From this perspective, South Korea is an attractive partner when it comes to the EU’s chosen strategy. As a liberal democracy, and one that is increasingly converging with the US on foreign policy, South Korea emerges as a synergetic partner not only in the security arena but also in the economic and technological realms, too. South Korea is home to leading global producers of semiconductors such as Samsung Electronics and SK Hynix, which makes it an important partner when it comes to diversifying related supply chains. Already in 2022, the EU–Korea Digital Partnership was concluded, including among its provisions the increased collaboration on the supply of semiconductors as well as with regards to scientific research and digital innovation. South Korea can be also a prospective partner to the recent US–EU Trade and Technology Council, which seeks to facilitate democratic and market-oriented approaches to trade, technology, and innovation.
The outcomes of the US–South Korea summit that was held in early May 2023 also indicate there is an increasing chance that the US, South Korea, and the EU will align in their views on the China–Taiwan conflict.

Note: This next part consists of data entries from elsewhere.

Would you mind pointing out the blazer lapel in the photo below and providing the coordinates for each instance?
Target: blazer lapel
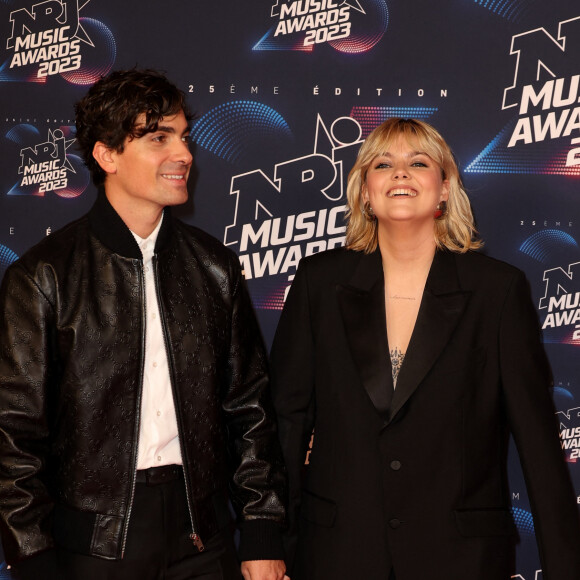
(362, 306)
(441, 308)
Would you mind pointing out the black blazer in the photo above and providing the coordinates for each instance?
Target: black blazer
(418, 483)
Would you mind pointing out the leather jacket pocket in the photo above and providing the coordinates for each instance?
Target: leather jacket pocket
(318, 510)
(485, 523)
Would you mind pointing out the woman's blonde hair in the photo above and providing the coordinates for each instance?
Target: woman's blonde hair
(455, 230)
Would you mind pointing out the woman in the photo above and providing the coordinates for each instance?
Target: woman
(412, 357)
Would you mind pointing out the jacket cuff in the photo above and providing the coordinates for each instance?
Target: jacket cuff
(261, 539)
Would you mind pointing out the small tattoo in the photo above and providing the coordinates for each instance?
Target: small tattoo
(397, 357)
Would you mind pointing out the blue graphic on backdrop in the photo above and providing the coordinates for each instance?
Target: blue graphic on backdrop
(237, 131)
(7, 256)
(545, 91)
(524, 522)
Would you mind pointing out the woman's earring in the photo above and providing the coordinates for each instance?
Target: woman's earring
(368, 212)
(440, 210)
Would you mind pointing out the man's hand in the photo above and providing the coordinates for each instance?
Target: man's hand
(264, 570)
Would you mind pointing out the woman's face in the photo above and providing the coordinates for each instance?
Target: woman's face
(404, 184)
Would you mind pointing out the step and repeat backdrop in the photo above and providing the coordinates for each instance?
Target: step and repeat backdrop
(285, 91)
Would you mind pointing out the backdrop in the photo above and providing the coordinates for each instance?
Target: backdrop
(285, 91)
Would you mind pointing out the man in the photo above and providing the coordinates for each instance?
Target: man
(133, 382)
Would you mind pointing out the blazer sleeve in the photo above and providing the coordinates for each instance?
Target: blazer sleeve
(525, 376)
(292, 362)
(26, 375)
(258, 482)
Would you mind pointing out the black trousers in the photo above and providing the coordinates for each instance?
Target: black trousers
(158, 545)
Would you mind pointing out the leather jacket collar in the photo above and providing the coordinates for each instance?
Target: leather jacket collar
(110, 229)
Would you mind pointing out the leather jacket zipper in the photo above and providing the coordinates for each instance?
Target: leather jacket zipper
(194, 536)
(137, 412)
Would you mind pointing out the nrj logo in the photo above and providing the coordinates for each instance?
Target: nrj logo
(45, 166)
(569, 422)
(546, 87)
(344, 24)
(297, 212)
(561, 300)
(47, 35)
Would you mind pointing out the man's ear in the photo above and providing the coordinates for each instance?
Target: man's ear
(105, 157)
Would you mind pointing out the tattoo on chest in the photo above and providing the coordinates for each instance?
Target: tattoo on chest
(397, 357)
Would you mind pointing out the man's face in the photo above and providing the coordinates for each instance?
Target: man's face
(151, 172)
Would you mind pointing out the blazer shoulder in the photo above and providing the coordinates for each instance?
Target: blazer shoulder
(331, 261)
(476, 263)
(205, 243)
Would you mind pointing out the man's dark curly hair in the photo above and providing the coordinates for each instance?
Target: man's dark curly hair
(109, 111)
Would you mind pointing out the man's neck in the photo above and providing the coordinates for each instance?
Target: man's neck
(139, 218)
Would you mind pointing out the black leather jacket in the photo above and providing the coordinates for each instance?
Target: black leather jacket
(71, 368)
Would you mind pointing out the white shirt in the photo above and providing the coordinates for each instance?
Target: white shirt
(158, 435)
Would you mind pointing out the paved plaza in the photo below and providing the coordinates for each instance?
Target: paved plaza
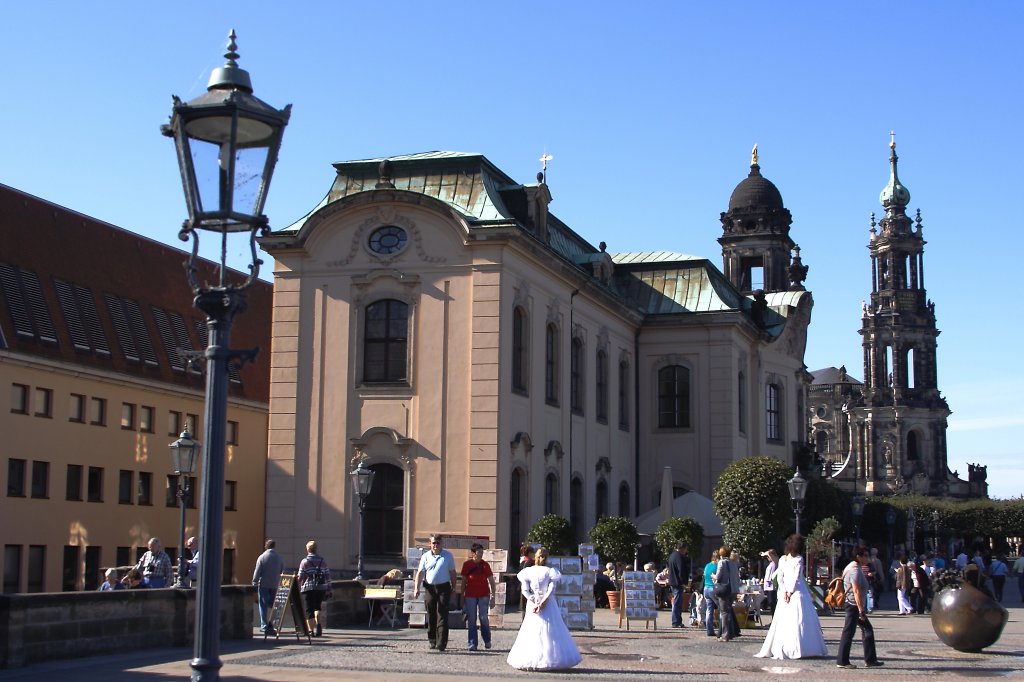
(907, 644)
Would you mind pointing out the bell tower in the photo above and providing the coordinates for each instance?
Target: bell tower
(903, 416)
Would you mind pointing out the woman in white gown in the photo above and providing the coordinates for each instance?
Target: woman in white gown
(544, 642)
(796, 631)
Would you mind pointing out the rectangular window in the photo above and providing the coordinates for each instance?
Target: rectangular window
(73, 485)
(95, 484)
(92, 574)
(37, 568)
(144, 488)
(15, 477)
(70, 570)
(174, 424)
(11, 568)
(97, 412)
(19, 398)
(145, 419)
(41, 479)
(76, 409)
(230, 493)
(128, 416)
(125, 483)
(44, 402)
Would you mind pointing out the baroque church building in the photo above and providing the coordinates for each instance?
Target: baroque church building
(888, 434)
(434, 321)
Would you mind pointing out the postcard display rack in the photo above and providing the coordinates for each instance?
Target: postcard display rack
(574, 592)
(639, 599)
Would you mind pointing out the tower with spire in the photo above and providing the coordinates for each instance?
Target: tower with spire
(901, 422)
(756, 242)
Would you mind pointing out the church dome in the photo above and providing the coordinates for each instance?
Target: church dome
(756, 190)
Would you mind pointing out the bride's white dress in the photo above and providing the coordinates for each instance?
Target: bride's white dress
(795, 631)
(544, 642)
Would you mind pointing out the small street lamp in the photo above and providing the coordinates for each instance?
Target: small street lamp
(363, 482)
(226, 141)
(858, 513)
(798, 493)
(184, 457)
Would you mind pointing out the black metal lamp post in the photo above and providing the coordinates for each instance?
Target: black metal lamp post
(363, 482)
(226, 141)
(858, 512)
(798, 493)
(184, 453)
(891, 522)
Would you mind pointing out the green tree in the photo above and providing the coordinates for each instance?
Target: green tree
(554, 534)
(753, 501)
(614, 539)
(680, 528)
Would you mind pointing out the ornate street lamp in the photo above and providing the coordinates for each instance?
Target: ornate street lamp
(798, 493)
(363, 482)
(184, 456)
(858, 512)
(226, 141)
(891, 522)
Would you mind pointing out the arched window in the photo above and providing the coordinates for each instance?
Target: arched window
(551, 494)
(600, 499)
(520, 348)
(624, 395)
(551, 366)
(674, 396)
(576, 371)
(741, 401)
(517, 494)
(385, 356)
(382, 527)
(773, 408)
(912, 446)
(601, 379)
(576, 508)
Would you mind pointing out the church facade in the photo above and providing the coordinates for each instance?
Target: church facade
(888, 434)
(433, 320)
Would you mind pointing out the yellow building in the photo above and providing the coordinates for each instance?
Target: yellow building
(94, 389)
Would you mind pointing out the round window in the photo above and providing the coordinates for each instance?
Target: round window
(388, 240)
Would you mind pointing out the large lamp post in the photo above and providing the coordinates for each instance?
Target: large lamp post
(184, 453)
(858, 512)
(226, 141)
(363, 482)
(798, 494)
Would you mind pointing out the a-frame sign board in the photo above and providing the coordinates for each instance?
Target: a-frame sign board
(288, 596)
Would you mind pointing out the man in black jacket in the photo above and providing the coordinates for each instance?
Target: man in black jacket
(679, 578)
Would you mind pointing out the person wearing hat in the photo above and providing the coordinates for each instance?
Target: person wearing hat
(479, 595)
(768, 585)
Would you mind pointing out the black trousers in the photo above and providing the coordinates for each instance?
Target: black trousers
(846, 639)
(437, 600)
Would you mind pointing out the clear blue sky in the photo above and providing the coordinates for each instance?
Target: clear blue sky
(649, 111)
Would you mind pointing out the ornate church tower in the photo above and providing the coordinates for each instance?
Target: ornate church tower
(755, 240)
(902, 421)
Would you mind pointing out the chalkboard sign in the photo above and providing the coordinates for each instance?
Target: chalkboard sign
(288, 595)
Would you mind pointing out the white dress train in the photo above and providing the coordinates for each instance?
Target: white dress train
(544, 642)
(795, 631)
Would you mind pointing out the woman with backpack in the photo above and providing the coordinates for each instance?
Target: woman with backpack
(314, 584)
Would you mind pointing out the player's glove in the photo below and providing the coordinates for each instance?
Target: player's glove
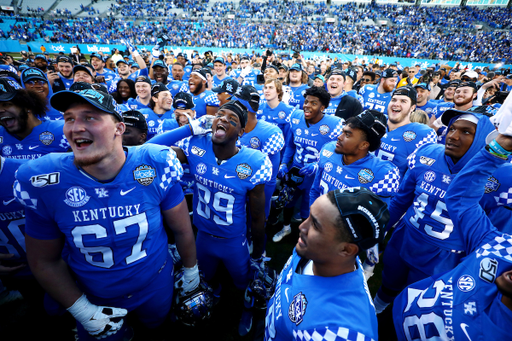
(283, 170)
(190, 279)
(99, 321)
(155, 52)
(202, 125)
(309, 169)
(258, 264)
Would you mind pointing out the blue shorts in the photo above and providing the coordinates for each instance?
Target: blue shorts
(232, 252)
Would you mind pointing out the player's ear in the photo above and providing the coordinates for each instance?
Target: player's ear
(348, 249)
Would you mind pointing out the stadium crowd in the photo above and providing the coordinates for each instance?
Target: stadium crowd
(142, 189)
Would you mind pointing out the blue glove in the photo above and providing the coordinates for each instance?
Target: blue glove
(258, 264)
(283, 170)
(309, 169)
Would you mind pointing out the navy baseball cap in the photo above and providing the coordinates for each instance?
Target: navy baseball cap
(143, 79)
(183, 101)
(96, 55)
(219, 60)
(7, 90)
(228, 85)
(248, 96)
(424, 86)
(135, 119)
(81, 68)
(407, 91)
(388, 73)
(157, 88)
(62, 100)
(41, 56)
(365, 215)
(296, 67)
(33, 73)
(160, 63)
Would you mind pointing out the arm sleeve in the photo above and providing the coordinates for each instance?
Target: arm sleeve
(463, 201)
(171, 137)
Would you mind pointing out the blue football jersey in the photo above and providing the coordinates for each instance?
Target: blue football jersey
(221, 191)
(12, 215)
(305, 141)
(375, 100)
(462, 304)
(114, 231)
(205, 99)
(306, 307)
(497, 200)
(424, 186)
(268, 139)
(154, 120)
(297, 96)
(45, 138)
(278, 116)
(177, 86)
(397, 145)
(379, 176)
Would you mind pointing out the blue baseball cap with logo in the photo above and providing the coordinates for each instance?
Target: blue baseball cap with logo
(62, 100)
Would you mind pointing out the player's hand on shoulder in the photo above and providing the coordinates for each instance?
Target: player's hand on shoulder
(99, 321)
(187, 279)
(283, 170)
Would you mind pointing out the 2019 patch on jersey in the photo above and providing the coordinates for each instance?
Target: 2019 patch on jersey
(297, 308)
(243, 171)
(46, 138)
(409, 135)
(365, 176)
(144, 175)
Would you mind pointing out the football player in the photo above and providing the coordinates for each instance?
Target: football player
(111, 204)
(403, 137)
(206, 101)
(22, 133)
(322, 285)
(160, 108)
(377, 97)
(424, 223)
(474, 300)
(309, 131)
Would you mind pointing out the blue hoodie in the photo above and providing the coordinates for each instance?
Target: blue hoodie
(51, 113)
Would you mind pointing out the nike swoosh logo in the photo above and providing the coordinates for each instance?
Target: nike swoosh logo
(126, 192)
(463, 326)
(8, 202)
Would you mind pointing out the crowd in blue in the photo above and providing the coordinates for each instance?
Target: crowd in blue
(433, 32)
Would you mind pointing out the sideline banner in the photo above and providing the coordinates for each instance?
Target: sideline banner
(15, 46)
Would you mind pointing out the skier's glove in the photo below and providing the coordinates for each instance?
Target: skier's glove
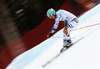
(65, 30)
(49, 35)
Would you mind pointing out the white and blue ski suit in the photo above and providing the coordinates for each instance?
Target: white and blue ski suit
(72, 22)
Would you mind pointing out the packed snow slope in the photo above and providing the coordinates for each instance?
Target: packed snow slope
(83, 55)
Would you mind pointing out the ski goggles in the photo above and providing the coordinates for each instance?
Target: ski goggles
(50, 16)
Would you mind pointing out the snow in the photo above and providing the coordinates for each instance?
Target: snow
(82, 55)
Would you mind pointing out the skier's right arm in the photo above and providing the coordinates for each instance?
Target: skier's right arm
(53, 29)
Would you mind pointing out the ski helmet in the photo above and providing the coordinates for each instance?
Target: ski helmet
(51, 12)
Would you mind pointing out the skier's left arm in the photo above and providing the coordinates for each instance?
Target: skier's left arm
(53, 29)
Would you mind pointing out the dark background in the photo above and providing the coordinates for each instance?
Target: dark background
(24, 24)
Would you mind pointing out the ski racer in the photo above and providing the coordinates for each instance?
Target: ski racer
(70, 22)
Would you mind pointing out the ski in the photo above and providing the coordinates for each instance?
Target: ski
(48, 62)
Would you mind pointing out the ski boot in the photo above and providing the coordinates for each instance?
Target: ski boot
(69, 44)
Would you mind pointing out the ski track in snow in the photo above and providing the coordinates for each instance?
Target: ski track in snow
(83, 55)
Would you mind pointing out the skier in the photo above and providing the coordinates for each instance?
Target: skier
(70, 22)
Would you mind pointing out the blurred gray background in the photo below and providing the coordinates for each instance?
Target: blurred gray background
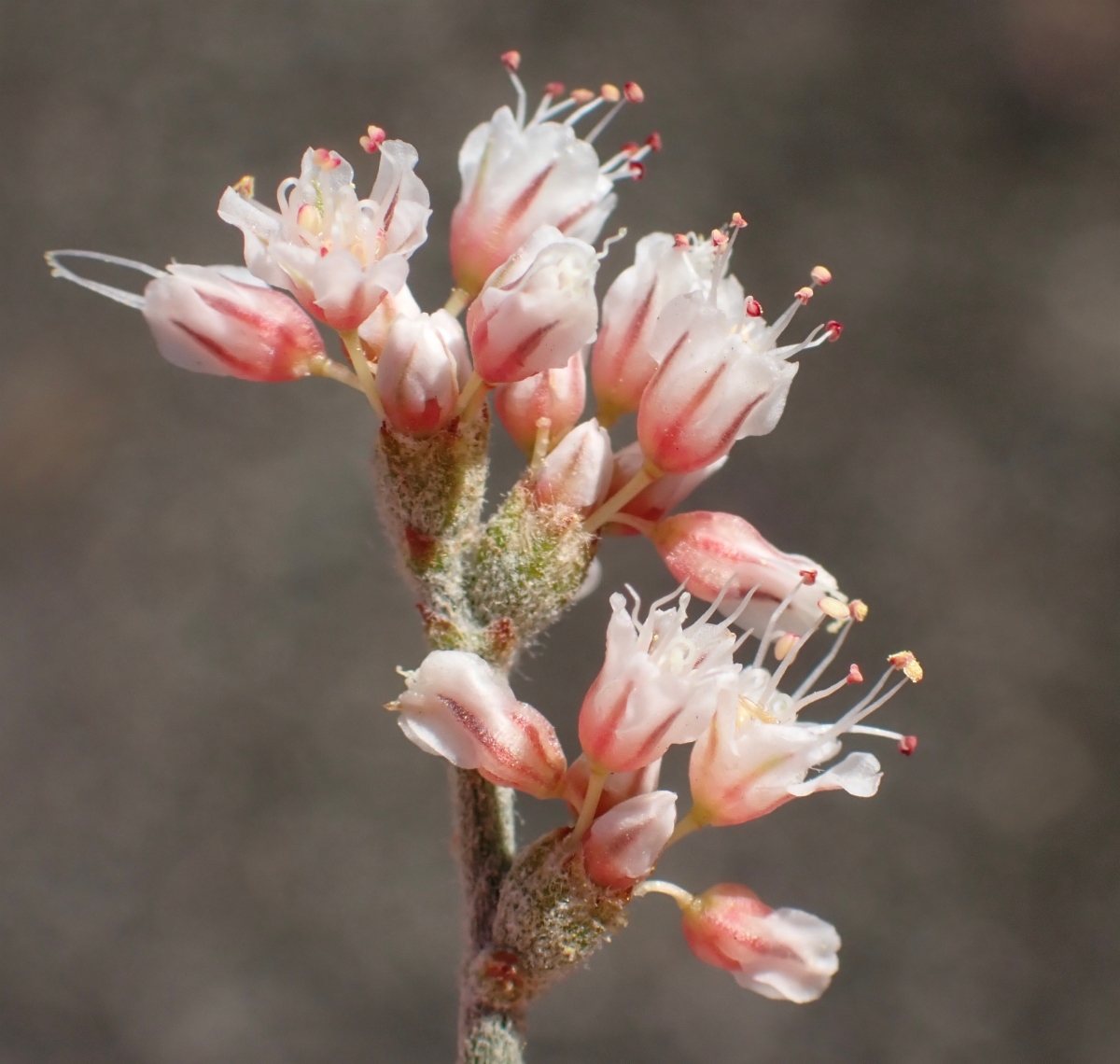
(216, 847)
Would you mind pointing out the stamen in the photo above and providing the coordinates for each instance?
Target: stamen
(373, 139)
(119, 295)
(610, 240)
(826, 661)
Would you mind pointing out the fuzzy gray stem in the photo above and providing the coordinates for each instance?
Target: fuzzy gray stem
(484, 844)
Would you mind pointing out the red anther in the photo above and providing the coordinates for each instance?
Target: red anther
(372, 139)
(328, 161)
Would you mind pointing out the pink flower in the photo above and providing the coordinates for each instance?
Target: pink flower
(519, 176)
(721, 554)
(784, 955)
(655, 687)
(557, 395)
(423, 365)
(336, 255)
(653, 502)
(623, 846)
(617, 788)
(665, 267)
(458, 707)
(536, 309)
(577, 473)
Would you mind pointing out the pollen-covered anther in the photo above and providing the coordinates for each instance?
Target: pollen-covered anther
(372, 139)
(833, 609)
(326, 160)
(907, 665)
(785, 644)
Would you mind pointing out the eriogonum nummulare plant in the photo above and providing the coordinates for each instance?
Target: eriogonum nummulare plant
(676, 342)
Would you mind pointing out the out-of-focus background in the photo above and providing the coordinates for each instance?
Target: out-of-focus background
(217, 847)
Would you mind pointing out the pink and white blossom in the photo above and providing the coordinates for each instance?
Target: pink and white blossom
(337, 255)
(577, 473)
(783, 955)
(656, 686)
(536, 309)
(519, 176)
(423, 367)
(623, 845)
(557, 395)
(665, 267)
(458, 707)
(722, 555)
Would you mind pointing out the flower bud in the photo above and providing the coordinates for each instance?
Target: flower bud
(460, 708)
(577, 474)
(714, 553)
(373, 330)
(536, 309)
(711, 387)
(653, 502)
(515, 179)
(204, 320)
(424, 363)
(783, 955)
(656, 686)
(557, 395)
(619, 785)
(623, 846)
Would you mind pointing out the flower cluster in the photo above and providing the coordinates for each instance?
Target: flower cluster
(677, 344)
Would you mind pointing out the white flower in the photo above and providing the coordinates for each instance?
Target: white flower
(336, 253)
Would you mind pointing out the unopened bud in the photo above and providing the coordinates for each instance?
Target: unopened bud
(420, 372)
(784, 953)
(623, 846)
(557, 395)
(460, 708)
(536, 309)
(577, 473)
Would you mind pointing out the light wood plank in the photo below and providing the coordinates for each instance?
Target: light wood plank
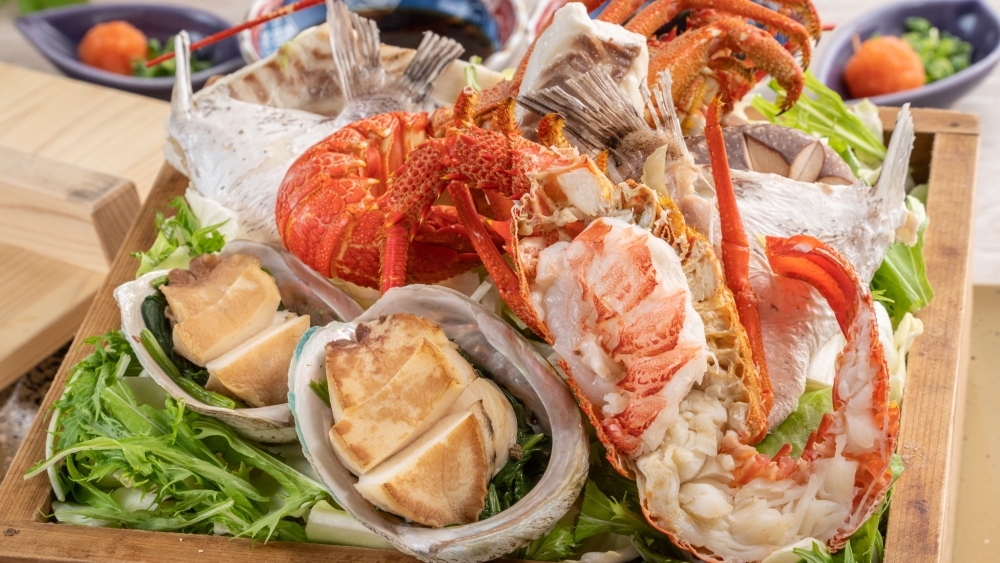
(921, 518)
(977, 529)
(76, 123)
(921, 521)
(62, 211)
(42, 301)
(928, 120)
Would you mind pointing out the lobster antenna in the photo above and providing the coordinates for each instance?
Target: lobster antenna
(433, 55)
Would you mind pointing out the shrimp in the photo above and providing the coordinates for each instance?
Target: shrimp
(621, 311)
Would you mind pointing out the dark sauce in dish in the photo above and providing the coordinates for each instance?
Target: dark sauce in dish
(405, 27)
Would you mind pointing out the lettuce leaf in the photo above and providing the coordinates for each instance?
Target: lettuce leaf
(179, 239)
(799, 425)
(902, 277)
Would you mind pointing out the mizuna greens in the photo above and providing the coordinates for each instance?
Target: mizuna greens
(901, 280)
(124, 464)
(820, 111)
(179, 239)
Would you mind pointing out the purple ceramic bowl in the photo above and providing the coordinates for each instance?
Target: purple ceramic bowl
(970, 20)
(57, 32)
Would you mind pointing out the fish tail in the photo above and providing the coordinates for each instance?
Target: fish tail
(357, 53)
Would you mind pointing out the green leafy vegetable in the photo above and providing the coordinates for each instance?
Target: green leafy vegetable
(556, 545)
(189, 386)
(942, 53)
(132, 465)
(821, 111)
(29, 6)
(902, 276)
(179, 239)
(322, 390)
(528, 460)
(601, 514)
(799, 425)
(167, 68)
(817, 555)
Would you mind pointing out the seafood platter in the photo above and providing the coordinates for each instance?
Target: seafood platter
(611, 304)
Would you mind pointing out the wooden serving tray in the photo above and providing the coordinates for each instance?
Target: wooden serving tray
(923, 508)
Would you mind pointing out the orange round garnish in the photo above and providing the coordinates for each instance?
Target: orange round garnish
(883, 65)
(113, 46)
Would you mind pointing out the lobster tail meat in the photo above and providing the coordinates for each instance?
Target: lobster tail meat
(618, 307)
(724, 501)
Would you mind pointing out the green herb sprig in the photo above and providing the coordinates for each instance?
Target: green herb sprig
(181, 234)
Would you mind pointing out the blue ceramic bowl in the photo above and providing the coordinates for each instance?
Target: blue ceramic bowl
(971, 20)
(57, 32)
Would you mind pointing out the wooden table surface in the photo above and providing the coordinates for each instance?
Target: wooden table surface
(75, 123)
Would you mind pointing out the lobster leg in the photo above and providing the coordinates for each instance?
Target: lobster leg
(397, 244)
(735, 247)
(505, 278)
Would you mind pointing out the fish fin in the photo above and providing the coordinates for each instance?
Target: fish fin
(892, 181)
(433, 55)
(601, 118)
(666, 118)
(357, 52)
(182, 99)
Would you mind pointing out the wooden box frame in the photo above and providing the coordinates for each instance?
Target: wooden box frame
(923, 510)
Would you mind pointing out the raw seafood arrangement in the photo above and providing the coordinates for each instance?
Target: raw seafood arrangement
(592, 310)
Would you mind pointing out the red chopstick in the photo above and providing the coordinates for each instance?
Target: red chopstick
(280, 12)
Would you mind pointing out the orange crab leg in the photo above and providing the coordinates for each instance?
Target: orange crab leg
(735, 247)
(505, 278)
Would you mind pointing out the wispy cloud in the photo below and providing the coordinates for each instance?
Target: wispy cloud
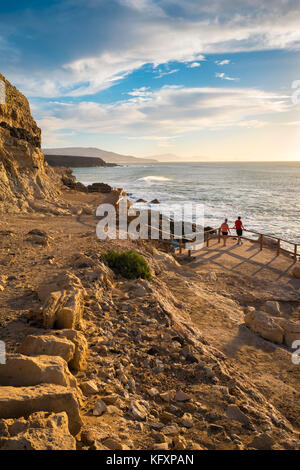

The joint statement released by the White House and the Blue House noted the two countries’ shared desire to preserve peace and stability in the Taiwan Strait. Such an outlook is likely to find close resonance with the EU’s own perspective – although currently divided, some of the latter’s key figures such as Von der Leyen and Joseph Borrell, the High Representative for Foreign Affairs and Security Policy, have urged the EU to actively engage with the China–Taiwan conflict (Lau 2023). The emphasis on a rules-based order and democratic values, supporting Ukraine, and South Korea’s shared view on Taiwan as well as on de-risking and decoupling imply that there is high potential for close cooperation and a strengthened alliance between the US, South Korea, and the EU going forwards.